Через полгода он нашел работу в Москве, по случаю, до полусмерти избив в одном из ночных заведений компанию из восьми мужчин, предварительно уложив вышибалу и бармена. Владельцы наблюдали за происходящим сквозь тонированные окна кабинета на втором этаже.

– Кто он такой, черт возьми? – спросил первый.

– Я его знаю. Это Роза, залетный. Спортсмен, но при делах. Стоял в доле в кафе на Горького у Кедруса с Кашубой. Бывший боксер.

– Бывших боксеров не бывает, – сказал первый, глядя в зал, где разворачивалась настоящая драма насилия. – А эти терпилы откуда?

– Люберецкие.

– Понятно, – сказал первый. – Когда он закончит с ними, попроси его подняться сюда. Хочу, чтобы он на меня работал. – Он повернулся к своему огромному столу.
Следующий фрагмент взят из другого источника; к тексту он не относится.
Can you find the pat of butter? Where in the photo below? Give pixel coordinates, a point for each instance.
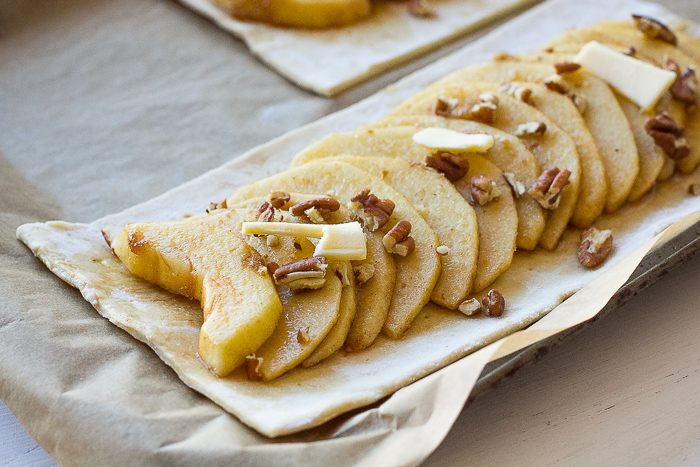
(337, 241)
(639, 81)
(442, 138)
(342, 242)
(283, 228)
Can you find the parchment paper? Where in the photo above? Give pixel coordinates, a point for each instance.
(330, 61)
(397, 432)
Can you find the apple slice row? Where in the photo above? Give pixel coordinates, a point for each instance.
(625, 35)
(441, 221)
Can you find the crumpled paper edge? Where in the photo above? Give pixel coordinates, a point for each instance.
(321, 62)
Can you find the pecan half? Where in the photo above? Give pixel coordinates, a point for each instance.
(685, 87)
(493, 303)
(531, 129)
(516, 185)
(279, 198)
(315, 208)
(562, 68)
(470, 307)
(654, 29)
(421, 9)
(452, 166)
(398, 241)
(547, 188)
(517, 90)
(252, 367)
(668, 136)
(580, 102)
(483, 190)
(321, 204)
(484, 110)
(363, 272)
(373, 212)
(304, 274)
(595, 247)
(557, 84)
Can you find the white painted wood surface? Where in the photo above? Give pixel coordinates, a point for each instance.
(622, 392)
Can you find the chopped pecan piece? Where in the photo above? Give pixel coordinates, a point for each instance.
(595, 247)
(654, 29)
(315, 208)
(252, 367)
(363, 272)
(516, 185)
(668, 136)
(685, 87)
(557, 84)
(452, 166)
(398, 241)
(421, 9)
(279, 198)
(483, 190)
(449, 107)
(303, 336)
(443, 250)
(493, 303)
(531, 129)
(304, 274)
(219, 205)
(503, 57)
(373, 212)
(267, 213)
(562, 68)
(580, 102)
(342, 273)
(517, 90)
(484, 110)
(273, 241)
(470, 307)
(106, 237)
(547, 188)
(321, 204)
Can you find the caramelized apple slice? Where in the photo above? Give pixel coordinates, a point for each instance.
(313, 14)
(204, 259)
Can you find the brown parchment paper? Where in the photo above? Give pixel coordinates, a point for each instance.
(330, 61)
(106, 400)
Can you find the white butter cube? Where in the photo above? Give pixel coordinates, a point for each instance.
(639, 81)
(444, 139)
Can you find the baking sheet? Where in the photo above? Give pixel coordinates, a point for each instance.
(332, 60)
(419, 447)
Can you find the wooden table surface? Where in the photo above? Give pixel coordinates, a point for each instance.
(622, 392)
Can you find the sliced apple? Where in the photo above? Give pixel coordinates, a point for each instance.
(356, 328)
(312, 14)
(417, 273)
(206, 260)
(554, 149)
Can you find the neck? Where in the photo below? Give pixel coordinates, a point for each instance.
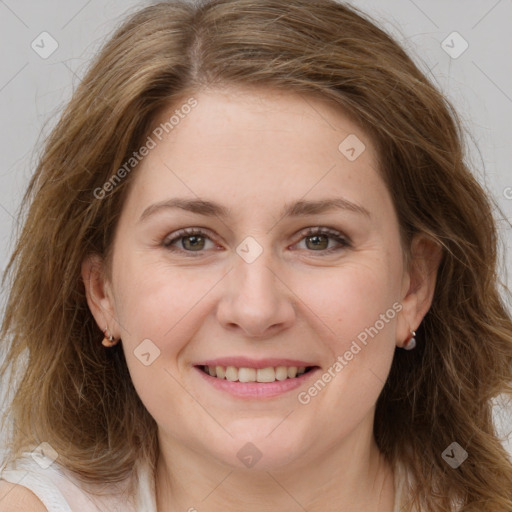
(350, 477)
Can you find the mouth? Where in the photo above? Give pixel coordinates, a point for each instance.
(262, 375)
(249, 379)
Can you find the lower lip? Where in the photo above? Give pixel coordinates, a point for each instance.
(257, 389)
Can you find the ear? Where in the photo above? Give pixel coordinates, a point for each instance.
(99, 294)
(418, 285)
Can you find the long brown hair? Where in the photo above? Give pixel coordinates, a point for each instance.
(79, 398)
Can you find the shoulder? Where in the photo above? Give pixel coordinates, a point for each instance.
(14, 497)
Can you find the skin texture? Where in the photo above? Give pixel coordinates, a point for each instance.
(15, 497)
(255, 151)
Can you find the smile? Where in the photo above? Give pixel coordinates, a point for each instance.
(243, 374)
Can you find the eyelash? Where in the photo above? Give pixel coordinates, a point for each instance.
(184, 233)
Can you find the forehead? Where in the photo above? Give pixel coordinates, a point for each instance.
(254, 148)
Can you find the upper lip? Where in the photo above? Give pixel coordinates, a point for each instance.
(246, 362)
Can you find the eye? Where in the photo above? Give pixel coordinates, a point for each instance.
(195, 240)
(192, 240)
(318, 240)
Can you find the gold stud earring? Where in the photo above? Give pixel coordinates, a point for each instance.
(410, 342)
(108, 340)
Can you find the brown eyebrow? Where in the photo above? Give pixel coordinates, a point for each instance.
(296, 209)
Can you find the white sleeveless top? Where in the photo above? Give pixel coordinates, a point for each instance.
(59, 491)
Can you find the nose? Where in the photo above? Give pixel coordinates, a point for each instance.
(256, 300)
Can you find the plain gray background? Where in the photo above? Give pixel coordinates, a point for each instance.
(34, 90)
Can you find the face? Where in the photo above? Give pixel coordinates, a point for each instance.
(290, 262)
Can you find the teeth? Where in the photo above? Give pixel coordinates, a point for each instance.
(269, 374)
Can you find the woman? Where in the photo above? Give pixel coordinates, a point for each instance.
(256, 274)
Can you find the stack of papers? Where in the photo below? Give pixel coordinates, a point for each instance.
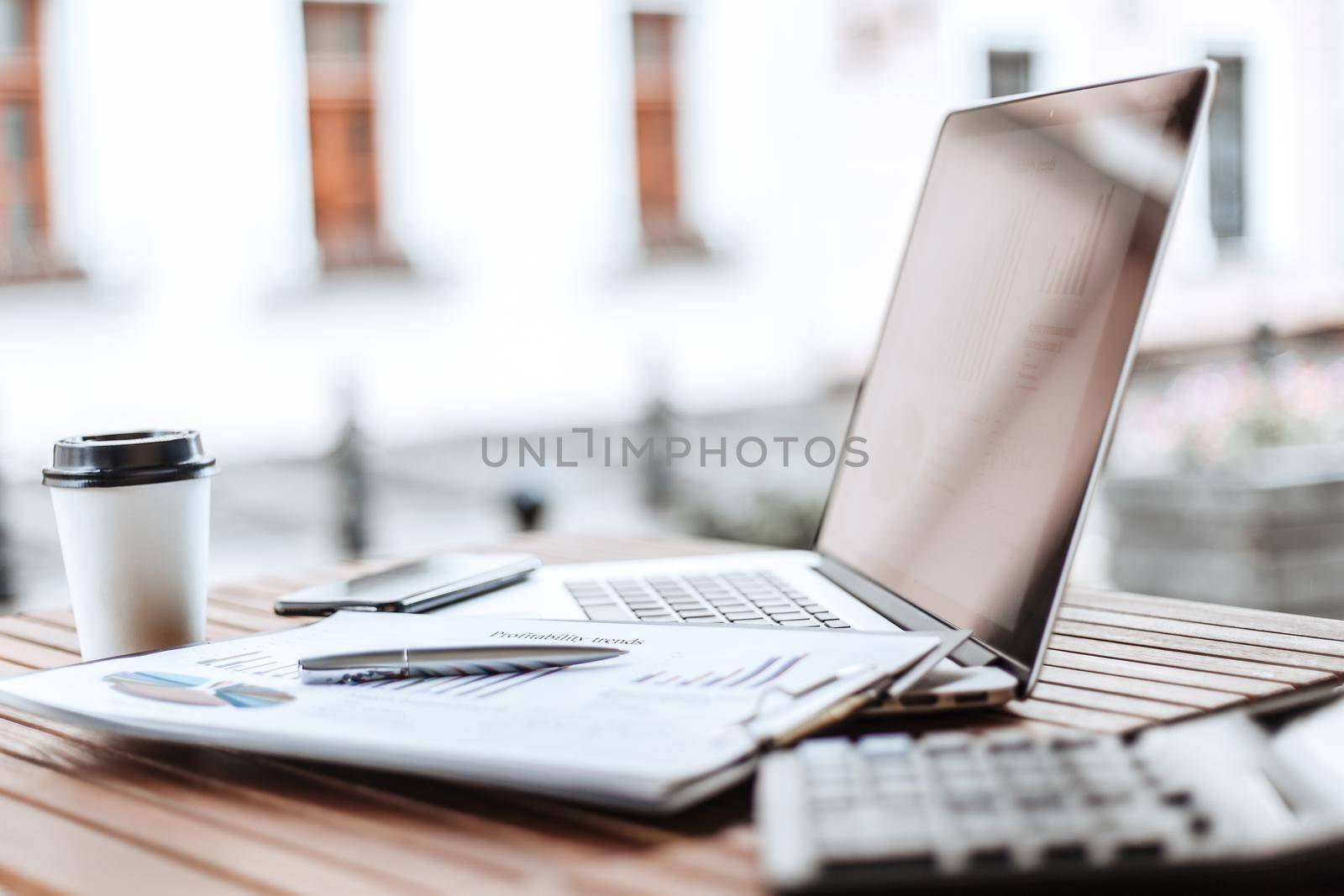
(680, 716)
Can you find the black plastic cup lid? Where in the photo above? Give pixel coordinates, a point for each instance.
(128, 458)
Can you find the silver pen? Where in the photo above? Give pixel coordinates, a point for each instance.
(425, 663)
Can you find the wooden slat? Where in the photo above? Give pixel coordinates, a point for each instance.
(47, 852)
(1074, 718)
(1206, 647)
(1182, 694)
(1303, 644)
(40, 631)
(1184, 660)
(326, 836)
(34, 656)
(1210, 613)
(1171, 674)
(1105, 701)
(219, 819)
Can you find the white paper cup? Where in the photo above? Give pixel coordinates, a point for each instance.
(134, 516)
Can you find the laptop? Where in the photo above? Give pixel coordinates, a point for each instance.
(987, 407)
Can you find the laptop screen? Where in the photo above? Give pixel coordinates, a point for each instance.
(1005, 344)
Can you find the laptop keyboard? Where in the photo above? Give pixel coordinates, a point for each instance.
(748, 597)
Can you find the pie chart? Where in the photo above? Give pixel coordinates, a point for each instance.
(194, 691)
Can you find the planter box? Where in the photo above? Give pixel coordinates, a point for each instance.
(1267, 533)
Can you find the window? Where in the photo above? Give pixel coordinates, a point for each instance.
(1010, 71)
(24, 195)
(656, 132)
(1227, 150)
(342, 117)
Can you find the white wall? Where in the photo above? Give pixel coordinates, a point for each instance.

– Он еврей, – сказал второй.

– Неужели? – сказал первый.

Вначале были пивные рестораны со спорт-барами и дискотеки на Полянке и Крымском Валу6, потом – обменники и игровые автоматы в расселенных квартирах первых этажей (позже ставших банковскими отделениями), в павильонах у вокзалов, рынков, переходов метро: снаружи – пыльные стекла в разводах, внутри, в струящемся алом сумраке – светящиеся неоном ряды барабанов и панелей ставок. Он, как всегда, отвечал за безопасность, работая в доле или за деньги; и теперь почти не сидел за рулем сам. И рестораны теперь были другие, – «Союз», «Архангельское», «Метрополь», «Дома туриста» или Центр международной торговли, – с панорамными окнами, выходившими на простершуюся до горизонта Москву, преображенную ночными огнями, а днем, под свинцовым небом, серую, сырую и мрачную, с толпами, очередями, грязными стенами метро, – над чем жизнь внезапно вознесла его так, как ему и не снилось. И окружала его публика почище: дельцы, министерские чиновники, главы грузинских и армянских кланов, милицейские чины, актрисы, содержанки, секретарши посольств, чьих лиц не сохранила память; и с настоящими деньгами в его жизнь вошли женщины, разные женщины, которых делали схожими самомнение, алчность, умные опытные руки и роскошные тела – прошли сквозь те годы, которые потом при всем желании память не разложила бы по месяцам и дням, так летело время. «Печору», «Ангару», «Метелицу»7 перестраивали под казино, банки возникали на каждом углу, и день за днем оправдывалось и узаконивалось то, за что прежде карали и казнили окружавших его людей; и у него самого появился шанс

6

Полянка и Крымский Вал – улицы Москвы.

7

«Печора», «Ангара», «Метелица» – названия кафе на бывшем Калининском проспекте (ныне Новый Арбат) в Москве.